Gluten Free Salmon Sausage Frittata

Gluten Free Salmon Sausage Frittata

Ingredients

  • 1/2 pound salmon fillet
  • 2 limes
  • 2 tablespoons of Creole seasoning
  • 3 Specialty sausages
  • 6 eggs
  • 1/2 cup grated pecorino Romano
  • 1/2 cup grated pargigiana-reggiano
  • splash of light whipping cream
  • dash of salt
  • fistful of shredded basil

Directions

  1. Sautee a half-pound fillet of wild-caught salmon, after marinating it in fresh lime juice and Creole seasoning, in excellent olive oil, and a touch of salt. Sautee on high heat for three minutes on each side. Refrigerate for use the next day.
  2. Cook three sausages in an inch of water in a small pan in a 400° oven, for about thirty minutes. Drain from the water and sauté the sausages. Set aside for use later.
  3. * Line a pie pan with parchment paper. Lay down your favorite fresh herbs (I used fresh thyme).
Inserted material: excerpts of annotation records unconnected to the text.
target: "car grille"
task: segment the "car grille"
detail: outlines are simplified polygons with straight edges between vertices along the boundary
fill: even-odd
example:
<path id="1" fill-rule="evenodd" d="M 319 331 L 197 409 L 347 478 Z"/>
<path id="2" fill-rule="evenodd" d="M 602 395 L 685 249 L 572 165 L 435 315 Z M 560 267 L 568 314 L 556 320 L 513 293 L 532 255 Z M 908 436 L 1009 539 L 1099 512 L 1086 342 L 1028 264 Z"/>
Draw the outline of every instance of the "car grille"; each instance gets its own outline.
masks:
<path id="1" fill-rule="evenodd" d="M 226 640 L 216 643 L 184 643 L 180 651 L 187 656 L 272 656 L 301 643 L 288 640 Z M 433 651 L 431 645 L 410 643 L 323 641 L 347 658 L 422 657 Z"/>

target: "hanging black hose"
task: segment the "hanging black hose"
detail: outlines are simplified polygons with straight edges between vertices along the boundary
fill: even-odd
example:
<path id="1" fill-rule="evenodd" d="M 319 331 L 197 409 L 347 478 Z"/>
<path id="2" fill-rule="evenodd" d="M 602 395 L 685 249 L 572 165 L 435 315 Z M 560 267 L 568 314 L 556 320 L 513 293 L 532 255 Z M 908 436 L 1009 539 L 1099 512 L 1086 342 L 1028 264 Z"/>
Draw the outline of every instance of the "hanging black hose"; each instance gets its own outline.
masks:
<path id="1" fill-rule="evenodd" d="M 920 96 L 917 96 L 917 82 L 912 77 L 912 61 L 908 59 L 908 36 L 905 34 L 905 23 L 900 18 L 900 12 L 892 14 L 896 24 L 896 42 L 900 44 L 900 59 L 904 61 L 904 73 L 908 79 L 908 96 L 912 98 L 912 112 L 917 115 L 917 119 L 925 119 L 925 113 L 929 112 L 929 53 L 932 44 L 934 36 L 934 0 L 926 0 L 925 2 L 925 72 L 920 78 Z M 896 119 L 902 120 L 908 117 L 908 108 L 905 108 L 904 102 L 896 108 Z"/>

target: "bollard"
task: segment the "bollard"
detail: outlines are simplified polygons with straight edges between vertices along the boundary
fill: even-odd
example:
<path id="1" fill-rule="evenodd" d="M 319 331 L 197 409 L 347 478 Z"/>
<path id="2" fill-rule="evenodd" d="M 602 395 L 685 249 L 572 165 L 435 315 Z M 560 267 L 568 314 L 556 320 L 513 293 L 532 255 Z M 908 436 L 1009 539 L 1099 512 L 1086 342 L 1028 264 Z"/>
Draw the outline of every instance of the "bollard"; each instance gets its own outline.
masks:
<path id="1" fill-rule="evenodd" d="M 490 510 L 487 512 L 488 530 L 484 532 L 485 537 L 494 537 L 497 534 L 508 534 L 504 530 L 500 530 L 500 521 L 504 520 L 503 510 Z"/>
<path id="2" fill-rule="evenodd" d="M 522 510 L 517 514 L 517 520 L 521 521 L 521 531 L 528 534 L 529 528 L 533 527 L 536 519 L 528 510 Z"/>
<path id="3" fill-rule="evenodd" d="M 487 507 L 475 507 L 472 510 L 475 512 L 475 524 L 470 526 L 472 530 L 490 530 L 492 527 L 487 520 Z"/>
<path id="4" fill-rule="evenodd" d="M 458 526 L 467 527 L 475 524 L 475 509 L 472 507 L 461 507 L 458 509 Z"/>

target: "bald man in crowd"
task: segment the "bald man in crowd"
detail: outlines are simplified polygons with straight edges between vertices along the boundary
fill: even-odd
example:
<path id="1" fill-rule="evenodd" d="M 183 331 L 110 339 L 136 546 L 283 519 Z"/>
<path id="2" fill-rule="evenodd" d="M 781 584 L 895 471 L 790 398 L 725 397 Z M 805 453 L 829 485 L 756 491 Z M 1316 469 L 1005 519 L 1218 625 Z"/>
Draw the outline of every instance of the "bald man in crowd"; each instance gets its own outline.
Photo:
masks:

This will be the top of the frittata.
  4. Mix the eggs, cheeses, cream, salt, and basil in an electric mixer until well mixed.
  5. Add the sausages and pieces of salmon to the egg mixture and stir gently.
  6. Pour the mixture into the prepared pie pan. Bake at a 400° oven for 25 minutes or so. Let the frittata sit for five minutes and watch it sag into the finished piece.